An earlier investigation of phylogenetic relations among 27 complete HCV genomes used maximum likelihood and careful determination of the appropriate nucleotide substitution model, and reported a star-like phylogeny among the six known HCV genotypes . The best substitution model was also found to be the most general. In the earlier study, the 5' UTR was found to have lower phylogenetic signal, lower evolutionary rate, and greater phylogenetic noise than alternative regions of the HCV genome, including NS5B . Our observations concur with those previously reported. Methodological refinements in our approach include the use of information-based model selection criteria to determine the best nucleotide substitution model, more complete HCV genomes, the revised nomenclature for subtypes , and formal comparisons between alternative topologies for the purpose of subtype determination.
The tree from the Okamoto region of NS5B is a significantly better fit to the HCV whole-genome and polyprotein data than the 5' UTR tree, regardless of the optimality criterion used for phylogenetic inference. Trees obtained from the 5' UTR perform worse at classifying HCV subtypes into clades of the same genotype than do trees from the whole genome, polyprotein, or the Okamoto region of NS5B. Discordant topologies of maximum-likelihood phylogenetic trees obtained from the 5' UTR and NS5B have been described for a subset of HCV genotypes [14, 15]. The inconsistent ordering of deeply rooted branches among trees from protein-coding regions indicates a basal polytomy whose resolution is contingent on the data available, which accords with the star-like phylogeny of all six known HCV genotypes previously reported elsewhere [3, 5, 12, 16].
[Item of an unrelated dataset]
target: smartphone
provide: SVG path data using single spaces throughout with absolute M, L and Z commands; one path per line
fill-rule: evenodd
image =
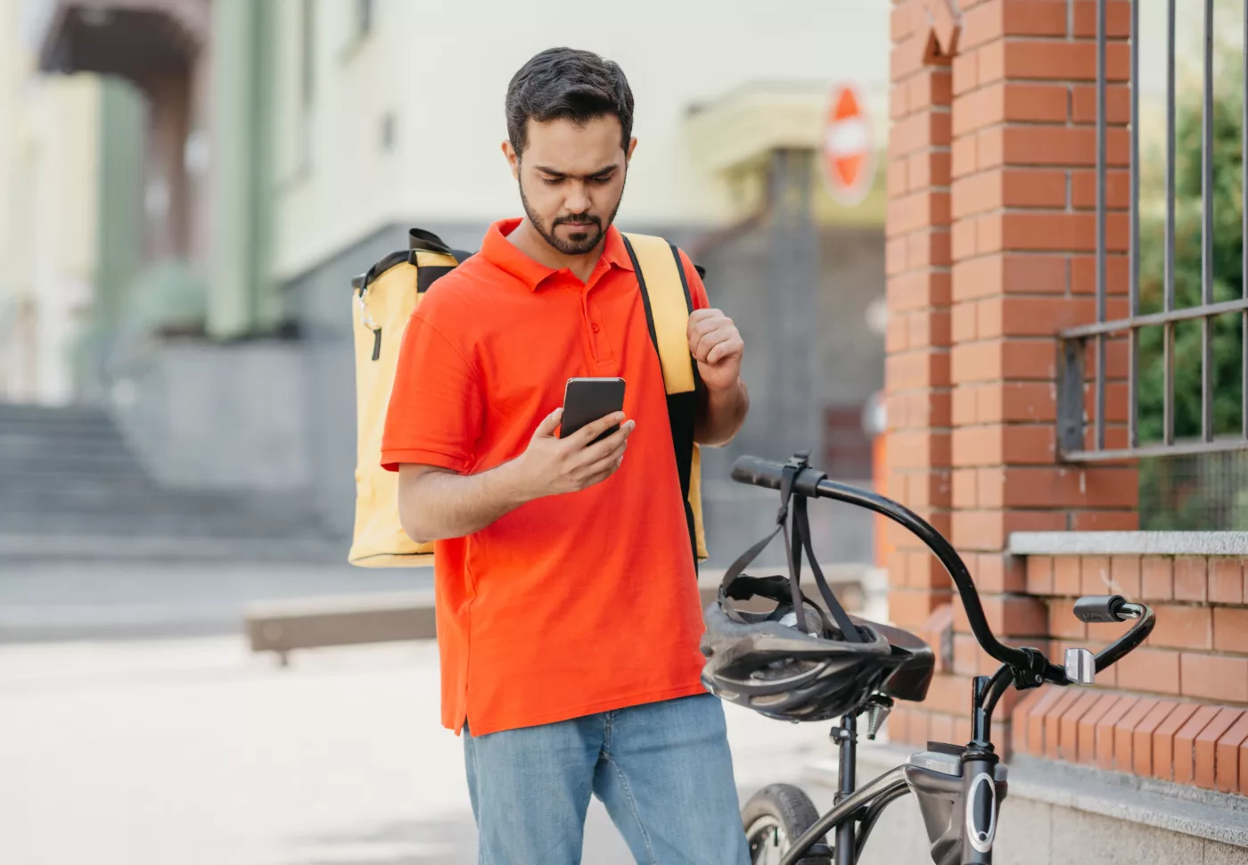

The same evolutionary model (GTR with a discrete-gamma distribution of rate variation) used here has been utilized previously for likelihood phylogenies of the hepatitis B virus  and, with accommodation of invariant sites, for both HIV  and HCV . Instantaneous substitution rates (normalized to the G-U rate) are greater among sites in the non-coding 5' UTR than in the regions that encode proteins, despite the fact that overall sequence conservation is greater in the UTR (Table 2). In particular, the instantaneous substitution rate between cytidine and uridine is much greater for the 5' UTR than for protein-coding regions. The accelerated C-U (or C-T for DNA sequences) substitution rate has previously been reported and discussed for protein-coding regions , though the rate is even greater for the non-coding terminus than for regions having codon usage constraints. Spontaneous deamination of cytosine to uracil may inflate the C-U substitution rate.
Conservation of single-stranded RNA secondary structure in both coding and non-coding regions of HCV has already been reported [15, 20–23]. The high C-U rate bias may additionally be explained by the formation of non-canonical base pairs between guanosine and uridine in single-stranded RNA molecules, which is consistent with selection to conserve secondary structure, because a mutation from cytosine to uridine is less disruptive to secondary structure formation than other point mutations . The may also be explained by the fact that all rates are rescaled such that the G-U rate is unity. A low G-U substitution rate thus inflates other rates. A mutation between G and U is disruptive to RNA secondary structure, because it eliminates the possibility of bases pairing without a compensatory mutation elsewhere. Overall, the elevated C-U substitution rate seen for the 5' UTR probably results from several interacting factors.
Though the same evolutionary model applies to the non-coding 5' UTR and the Okamoto region of NS5B, the two regions are subjected to different constraints. While coding sequences have codon-usage constraints and selective pressure for amino-acid mutations to escape detection by the host immune system, the UTR must preserve long-range interactions with complementary nucleotides at the other terminus of the viral genome if cyclization of the genome is essential to viral replication [6, 20]. Because of these differences in selective regimes, it should not be surprising that phylogenies of the two differ.
HCV diagnostic technologies include serologic (antibody based) and genetic (sequence based) techniques to detect infected samples [4, 6, 25]. Population screens are the most commonly deployed genetic HCV tests, which benefit from low false-positive rates because they utilize the conserved 5' UTR as targets for PCR amplification. However, it is clear both from the results of this study and from previous investigations that the 5' UTR does not contain sufficient information to resolve subtypes [26–31]. Phylogenetic signal in protein-coding regions, such as NS5B, provides a useful alternative [12, 32], but few commercial assays exploit this information at present. The "gold standard" for subtype determination is direct sequencing, which has a lower cost for reagents but requires more time than commercial assay kits [4, 25].
There exist further complications to subtype classification, including coinfection [30, 33, 34], recombination [35, 36], within-host evolution [37, 38], and compartmentalization of genotypes into different cell types . Diagnostic assays that are informed by the 5' UTR will be less able to accommodate these difficulties than methods that are able to resolve subtypes.